On Saturday, Chestertown re-enacted the 50th anniversary of the March on Washington, where on a broiling August day in 1963 nearly 300,000 gathered at the Lincoln Memorial to hear Dr. Martin Luther King, Jr., a 34-year-old minister from Atlanta, secure his place in history as the founding father of equality.
The re-enactors marched from the Grand Army of the Republic Post on Queen Street (built by Union Army Veterans of the United States Colored Troops after the Civil War) and finished at the Garfield Center’s Prince Theatre on High Street for a night of remembrance, celebration, and a call for continued vigilance.
In the video below, the Pilgrim Travelers bring the Prince to its feet with a performance of Sam Cooke’s, “Change Is Gonna Come.”
On the day of King’s speech, the Prince Theatre was four years away from ending segregated seating, and Stam’s Drug Store across the street had removed the stools at their lunch counter the year before to deny seating to the Freedom Riders — who peacefully invaded Chestertown to demand an end to segregation.
“I went to a movie at the Prince with a friend who was told she had to sit in the balcony, so we sat together there,” said Leslie Raimond, executive director of the Kent County Arts Council, and a student at Washington College at the time.
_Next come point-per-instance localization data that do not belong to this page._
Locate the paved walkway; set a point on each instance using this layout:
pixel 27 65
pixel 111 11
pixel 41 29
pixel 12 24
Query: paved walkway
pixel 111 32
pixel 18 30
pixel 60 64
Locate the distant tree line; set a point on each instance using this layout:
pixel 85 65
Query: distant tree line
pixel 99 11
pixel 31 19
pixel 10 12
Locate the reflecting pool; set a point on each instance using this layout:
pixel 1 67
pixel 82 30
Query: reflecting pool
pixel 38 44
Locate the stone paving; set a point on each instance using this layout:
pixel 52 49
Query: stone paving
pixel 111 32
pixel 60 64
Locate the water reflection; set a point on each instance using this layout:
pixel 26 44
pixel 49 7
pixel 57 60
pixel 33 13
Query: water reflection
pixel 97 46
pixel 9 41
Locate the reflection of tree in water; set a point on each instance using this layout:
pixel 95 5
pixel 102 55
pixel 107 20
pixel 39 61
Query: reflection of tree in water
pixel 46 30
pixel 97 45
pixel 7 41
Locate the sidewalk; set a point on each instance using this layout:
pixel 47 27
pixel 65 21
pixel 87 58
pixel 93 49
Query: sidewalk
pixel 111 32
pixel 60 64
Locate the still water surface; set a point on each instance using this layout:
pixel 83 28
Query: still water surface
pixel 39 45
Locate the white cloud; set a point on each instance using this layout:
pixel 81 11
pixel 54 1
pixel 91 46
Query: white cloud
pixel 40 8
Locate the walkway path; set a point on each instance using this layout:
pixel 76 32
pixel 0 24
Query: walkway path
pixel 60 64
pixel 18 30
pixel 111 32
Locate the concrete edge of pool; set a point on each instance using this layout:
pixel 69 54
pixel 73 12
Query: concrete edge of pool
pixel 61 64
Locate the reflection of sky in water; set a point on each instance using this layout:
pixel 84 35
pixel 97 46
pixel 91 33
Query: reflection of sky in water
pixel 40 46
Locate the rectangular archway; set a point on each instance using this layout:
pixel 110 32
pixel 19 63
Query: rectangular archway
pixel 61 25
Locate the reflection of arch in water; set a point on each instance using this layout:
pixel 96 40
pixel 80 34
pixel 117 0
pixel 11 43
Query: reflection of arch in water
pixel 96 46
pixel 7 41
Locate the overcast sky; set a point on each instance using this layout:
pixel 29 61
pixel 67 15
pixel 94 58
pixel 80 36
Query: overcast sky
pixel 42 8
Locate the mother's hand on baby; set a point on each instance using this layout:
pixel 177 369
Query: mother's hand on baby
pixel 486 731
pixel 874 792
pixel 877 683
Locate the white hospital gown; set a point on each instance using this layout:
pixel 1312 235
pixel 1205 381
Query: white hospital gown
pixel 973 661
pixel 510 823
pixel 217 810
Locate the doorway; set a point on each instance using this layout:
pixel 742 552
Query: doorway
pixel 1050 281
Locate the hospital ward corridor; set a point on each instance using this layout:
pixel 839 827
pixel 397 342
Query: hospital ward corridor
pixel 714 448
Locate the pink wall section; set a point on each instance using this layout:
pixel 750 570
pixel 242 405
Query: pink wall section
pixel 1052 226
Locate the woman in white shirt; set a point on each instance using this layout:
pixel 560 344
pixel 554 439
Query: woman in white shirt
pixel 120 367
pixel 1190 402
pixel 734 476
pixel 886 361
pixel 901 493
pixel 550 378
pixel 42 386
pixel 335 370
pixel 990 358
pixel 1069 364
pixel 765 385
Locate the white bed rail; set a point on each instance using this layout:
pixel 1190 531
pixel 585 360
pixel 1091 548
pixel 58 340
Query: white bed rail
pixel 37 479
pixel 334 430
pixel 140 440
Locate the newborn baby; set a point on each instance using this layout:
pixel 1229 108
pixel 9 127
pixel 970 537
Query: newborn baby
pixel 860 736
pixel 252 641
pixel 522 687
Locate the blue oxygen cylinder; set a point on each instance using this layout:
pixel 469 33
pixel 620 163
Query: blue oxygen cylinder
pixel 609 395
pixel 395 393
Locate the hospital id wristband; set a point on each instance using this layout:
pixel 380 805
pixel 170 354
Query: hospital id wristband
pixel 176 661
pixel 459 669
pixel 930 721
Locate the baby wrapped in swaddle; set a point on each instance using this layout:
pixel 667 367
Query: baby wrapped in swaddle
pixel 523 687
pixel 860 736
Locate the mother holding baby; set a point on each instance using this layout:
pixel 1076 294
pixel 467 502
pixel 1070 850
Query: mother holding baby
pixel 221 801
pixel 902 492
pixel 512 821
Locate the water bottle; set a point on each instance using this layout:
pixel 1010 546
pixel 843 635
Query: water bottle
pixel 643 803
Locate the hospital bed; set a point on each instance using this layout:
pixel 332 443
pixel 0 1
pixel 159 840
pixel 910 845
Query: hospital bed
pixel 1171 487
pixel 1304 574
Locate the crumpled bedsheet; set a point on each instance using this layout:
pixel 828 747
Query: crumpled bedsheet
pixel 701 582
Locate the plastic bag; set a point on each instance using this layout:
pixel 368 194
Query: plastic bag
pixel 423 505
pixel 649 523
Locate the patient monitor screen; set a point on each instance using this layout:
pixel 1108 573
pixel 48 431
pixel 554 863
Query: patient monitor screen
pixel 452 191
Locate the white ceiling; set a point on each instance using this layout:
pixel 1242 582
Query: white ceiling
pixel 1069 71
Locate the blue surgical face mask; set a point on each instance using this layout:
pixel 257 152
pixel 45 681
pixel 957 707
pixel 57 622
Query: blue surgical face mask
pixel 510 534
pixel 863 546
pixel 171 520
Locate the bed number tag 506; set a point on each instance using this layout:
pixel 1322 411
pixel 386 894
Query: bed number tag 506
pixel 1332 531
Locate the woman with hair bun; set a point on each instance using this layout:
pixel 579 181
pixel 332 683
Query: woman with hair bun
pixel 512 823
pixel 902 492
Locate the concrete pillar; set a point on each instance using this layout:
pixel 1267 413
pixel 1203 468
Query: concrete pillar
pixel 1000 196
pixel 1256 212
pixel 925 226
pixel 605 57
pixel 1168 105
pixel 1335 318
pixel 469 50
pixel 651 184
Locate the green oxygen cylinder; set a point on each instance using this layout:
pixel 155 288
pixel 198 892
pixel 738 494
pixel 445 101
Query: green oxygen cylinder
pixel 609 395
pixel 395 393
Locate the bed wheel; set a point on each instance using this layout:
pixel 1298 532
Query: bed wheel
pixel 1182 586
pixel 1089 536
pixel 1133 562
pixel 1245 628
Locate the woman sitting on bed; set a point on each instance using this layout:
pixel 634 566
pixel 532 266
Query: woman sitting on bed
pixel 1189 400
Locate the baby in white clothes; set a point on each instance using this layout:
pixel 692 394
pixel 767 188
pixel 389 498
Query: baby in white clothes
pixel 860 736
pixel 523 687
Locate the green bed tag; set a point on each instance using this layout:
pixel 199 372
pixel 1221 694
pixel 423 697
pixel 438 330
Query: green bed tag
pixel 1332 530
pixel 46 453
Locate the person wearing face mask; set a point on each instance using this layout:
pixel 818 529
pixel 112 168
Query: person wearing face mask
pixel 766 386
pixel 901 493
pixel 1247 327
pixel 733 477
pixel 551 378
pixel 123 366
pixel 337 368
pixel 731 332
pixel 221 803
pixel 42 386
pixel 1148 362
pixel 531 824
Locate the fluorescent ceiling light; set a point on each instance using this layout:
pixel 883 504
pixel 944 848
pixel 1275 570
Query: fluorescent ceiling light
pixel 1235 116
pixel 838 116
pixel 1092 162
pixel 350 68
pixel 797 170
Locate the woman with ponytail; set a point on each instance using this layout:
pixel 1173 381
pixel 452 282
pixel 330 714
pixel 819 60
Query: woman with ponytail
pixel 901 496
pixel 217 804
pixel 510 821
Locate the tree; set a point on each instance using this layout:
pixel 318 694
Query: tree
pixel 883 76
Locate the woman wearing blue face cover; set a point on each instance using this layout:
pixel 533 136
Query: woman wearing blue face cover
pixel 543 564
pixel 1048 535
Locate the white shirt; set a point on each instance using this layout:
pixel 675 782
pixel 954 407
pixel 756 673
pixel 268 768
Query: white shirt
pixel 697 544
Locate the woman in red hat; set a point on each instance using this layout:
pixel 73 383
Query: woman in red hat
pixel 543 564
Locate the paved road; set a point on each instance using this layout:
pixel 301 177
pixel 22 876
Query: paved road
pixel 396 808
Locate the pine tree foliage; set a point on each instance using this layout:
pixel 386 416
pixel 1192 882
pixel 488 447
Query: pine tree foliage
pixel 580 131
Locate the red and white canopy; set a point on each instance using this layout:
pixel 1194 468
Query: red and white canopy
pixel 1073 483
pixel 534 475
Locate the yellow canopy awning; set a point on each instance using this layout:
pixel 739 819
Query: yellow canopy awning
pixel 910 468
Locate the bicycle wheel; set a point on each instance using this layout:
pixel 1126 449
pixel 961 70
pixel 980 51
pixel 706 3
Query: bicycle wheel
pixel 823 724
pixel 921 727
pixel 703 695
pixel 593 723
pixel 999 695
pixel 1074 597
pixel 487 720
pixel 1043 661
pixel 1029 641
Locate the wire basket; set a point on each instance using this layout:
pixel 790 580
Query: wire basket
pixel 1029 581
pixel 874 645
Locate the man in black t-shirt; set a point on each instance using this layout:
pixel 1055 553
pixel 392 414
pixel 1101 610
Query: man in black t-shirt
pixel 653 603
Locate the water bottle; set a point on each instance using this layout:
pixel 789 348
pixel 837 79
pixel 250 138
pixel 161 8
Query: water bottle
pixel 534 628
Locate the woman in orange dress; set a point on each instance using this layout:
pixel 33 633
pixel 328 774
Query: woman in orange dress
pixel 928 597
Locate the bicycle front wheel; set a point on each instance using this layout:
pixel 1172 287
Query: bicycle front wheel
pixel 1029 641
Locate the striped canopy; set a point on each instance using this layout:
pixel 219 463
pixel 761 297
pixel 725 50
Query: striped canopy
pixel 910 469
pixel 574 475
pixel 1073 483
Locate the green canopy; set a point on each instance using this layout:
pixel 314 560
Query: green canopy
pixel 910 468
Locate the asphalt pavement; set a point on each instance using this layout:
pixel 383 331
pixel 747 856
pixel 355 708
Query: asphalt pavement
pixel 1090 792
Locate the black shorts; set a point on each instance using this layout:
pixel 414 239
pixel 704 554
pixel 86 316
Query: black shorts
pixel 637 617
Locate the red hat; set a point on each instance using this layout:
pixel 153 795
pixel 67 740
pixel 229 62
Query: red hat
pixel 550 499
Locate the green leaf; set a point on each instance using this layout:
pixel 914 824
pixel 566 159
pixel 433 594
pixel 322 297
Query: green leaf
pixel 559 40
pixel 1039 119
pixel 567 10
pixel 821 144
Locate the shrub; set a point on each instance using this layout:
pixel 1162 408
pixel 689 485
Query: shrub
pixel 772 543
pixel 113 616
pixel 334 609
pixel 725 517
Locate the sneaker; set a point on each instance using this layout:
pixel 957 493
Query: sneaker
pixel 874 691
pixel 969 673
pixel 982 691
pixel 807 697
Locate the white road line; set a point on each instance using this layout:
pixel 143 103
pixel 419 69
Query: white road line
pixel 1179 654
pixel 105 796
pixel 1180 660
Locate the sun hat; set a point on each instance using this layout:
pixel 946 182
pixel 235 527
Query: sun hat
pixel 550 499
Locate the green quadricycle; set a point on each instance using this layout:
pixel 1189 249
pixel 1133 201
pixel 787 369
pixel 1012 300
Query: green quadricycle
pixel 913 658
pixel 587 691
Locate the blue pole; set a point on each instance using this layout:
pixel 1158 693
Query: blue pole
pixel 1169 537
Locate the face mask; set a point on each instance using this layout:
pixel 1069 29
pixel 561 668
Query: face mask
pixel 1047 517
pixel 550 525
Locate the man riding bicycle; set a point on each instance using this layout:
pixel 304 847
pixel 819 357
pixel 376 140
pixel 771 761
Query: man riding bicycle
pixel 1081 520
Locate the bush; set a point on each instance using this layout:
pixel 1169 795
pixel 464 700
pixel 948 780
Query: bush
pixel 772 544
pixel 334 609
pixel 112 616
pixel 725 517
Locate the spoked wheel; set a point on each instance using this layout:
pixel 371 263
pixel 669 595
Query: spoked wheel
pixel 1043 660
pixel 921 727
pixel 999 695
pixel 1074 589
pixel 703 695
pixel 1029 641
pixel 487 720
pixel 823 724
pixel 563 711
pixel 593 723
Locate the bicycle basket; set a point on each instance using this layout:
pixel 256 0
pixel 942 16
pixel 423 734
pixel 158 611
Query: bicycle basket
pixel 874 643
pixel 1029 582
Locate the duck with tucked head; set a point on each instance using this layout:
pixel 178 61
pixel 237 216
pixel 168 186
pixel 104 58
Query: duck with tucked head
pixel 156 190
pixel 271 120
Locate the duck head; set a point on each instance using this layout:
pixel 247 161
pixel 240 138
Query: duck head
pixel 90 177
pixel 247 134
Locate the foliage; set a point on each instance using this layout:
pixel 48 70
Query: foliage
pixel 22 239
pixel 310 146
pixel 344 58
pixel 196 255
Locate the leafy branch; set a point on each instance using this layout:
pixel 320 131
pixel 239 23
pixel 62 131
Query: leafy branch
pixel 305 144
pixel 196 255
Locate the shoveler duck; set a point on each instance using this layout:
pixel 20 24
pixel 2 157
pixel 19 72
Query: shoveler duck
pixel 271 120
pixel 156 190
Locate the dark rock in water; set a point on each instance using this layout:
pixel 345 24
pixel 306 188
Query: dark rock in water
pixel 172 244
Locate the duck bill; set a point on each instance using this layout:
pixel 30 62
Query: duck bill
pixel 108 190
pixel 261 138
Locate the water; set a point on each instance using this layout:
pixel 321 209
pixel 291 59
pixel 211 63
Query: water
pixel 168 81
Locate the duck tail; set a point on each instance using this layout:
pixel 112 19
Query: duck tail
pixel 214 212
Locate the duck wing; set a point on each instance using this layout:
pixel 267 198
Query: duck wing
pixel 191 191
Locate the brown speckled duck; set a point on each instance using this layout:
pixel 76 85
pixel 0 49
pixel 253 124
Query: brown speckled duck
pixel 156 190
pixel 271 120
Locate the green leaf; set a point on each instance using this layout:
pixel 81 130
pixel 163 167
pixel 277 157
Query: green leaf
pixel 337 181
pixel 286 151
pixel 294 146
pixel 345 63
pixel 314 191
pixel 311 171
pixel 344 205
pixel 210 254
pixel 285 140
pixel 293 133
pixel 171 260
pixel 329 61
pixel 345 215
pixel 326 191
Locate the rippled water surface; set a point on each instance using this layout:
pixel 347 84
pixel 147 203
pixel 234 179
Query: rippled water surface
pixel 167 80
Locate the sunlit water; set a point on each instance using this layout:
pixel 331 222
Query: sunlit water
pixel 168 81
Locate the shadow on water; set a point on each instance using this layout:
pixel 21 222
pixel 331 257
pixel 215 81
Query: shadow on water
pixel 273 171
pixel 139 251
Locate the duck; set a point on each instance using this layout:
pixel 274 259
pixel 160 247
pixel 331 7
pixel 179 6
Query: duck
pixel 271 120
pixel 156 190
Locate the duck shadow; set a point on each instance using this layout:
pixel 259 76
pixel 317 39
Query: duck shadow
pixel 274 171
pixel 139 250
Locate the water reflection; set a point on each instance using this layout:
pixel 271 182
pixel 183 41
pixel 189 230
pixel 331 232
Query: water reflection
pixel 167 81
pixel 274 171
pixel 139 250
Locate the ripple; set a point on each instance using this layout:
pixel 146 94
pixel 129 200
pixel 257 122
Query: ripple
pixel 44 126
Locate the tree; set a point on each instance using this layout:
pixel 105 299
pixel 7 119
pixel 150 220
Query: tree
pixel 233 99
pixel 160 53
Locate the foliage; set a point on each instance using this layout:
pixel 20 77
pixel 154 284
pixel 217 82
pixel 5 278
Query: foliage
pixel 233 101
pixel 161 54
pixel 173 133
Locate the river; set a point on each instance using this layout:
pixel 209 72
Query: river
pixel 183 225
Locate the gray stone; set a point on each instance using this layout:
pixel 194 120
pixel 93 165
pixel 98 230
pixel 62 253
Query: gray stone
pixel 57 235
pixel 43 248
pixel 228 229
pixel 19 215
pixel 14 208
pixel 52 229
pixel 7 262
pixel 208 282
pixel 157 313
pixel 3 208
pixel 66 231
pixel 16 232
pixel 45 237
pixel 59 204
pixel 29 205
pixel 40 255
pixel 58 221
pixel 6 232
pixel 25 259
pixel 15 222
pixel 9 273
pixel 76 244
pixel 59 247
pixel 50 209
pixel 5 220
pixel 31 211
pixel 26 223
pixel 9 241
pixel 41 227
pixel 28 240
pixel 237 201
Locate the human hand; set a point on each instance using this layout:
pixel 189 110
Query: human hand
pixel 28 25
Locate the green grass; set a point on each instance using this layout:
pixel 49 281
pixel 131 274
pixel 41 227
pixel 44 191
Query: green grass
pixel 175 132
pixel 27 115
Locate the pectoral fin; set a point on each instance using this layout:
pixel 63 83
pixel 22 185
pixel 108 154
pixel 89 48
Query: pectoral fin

The diverse crowd that stood before King on Aug. 28, 1963 had arrived in DC under entirely different circumstances. Whites had made their journey with relative ease and carte blanche access to restrooms, hotels, and restaurants that African-Americans citizens were denied.King said he came to the Lincoln Memorial to “cash a check” a “promissory note” that guaranteed all citizens the social and economic profits established in the Constitution.
King made it clear that the white majority’s legacy of brutality and discrimination against people of color would be challenged long into the future.
He would live to see the Civil Rights Act of 1964 and Voting Rights Act of 1965 signed into law, but LBJ would sign the Civil Rights Act of 1968 in the days that followed King’s assassination.
Kent County Commissioner William Pickrum, who was among the early African-American recruits to break the color barrier in the officer ranks of the US Coast Guard, said that laws being written by some former Jim Crow states in the south “are sending a clear message that the struggle for equal representation in the American process has a long way to go.”
In the video below, Pickrum connects the Civil Rights Movement of 50 years ago with the current struggle to beat back state sponsored voter supression laws moving through legislatures in six southern states.
joe diamond says
The commemoration in D.C. didn’t go off without a few snags.
Fifty years ago there were still vestiges of Jim Crow and Separate but Equal accommodation around the country. These were obstacles that were overcome on the way to Washington at that time. In the second term of the first African American President of the United States……………..;fifty years into the dream……….the mutts struck again! Anyone attempting to go into the mall to hear the president was searched by Secret service folks, assisted by Homeland security and my personal fav, TSA. People passed out in the heat and had to be transported away from the mall to aid stations. This in the name of national security.
Whatever number was reported to have attended is ,therefore, low because of the many thousands who waited to be searched prior to standing on the grass between the capitol building and the Lincoln Memorial who never made it. News account available.
My country tis of thee, sweet land of. . .
Joe
mary Wood says
Chestertown’s March brought back memories for those of us who were there at that outpouring of fellowship and patriotism. I congratulate all those who worked to make it happen on a much smaller scale, but with lots of heart: The library, The Arts Council,C.V.Starr Center,the MLK Breakfast Committee,G.A.R. and the Garfield Theatre and many others who sang and read.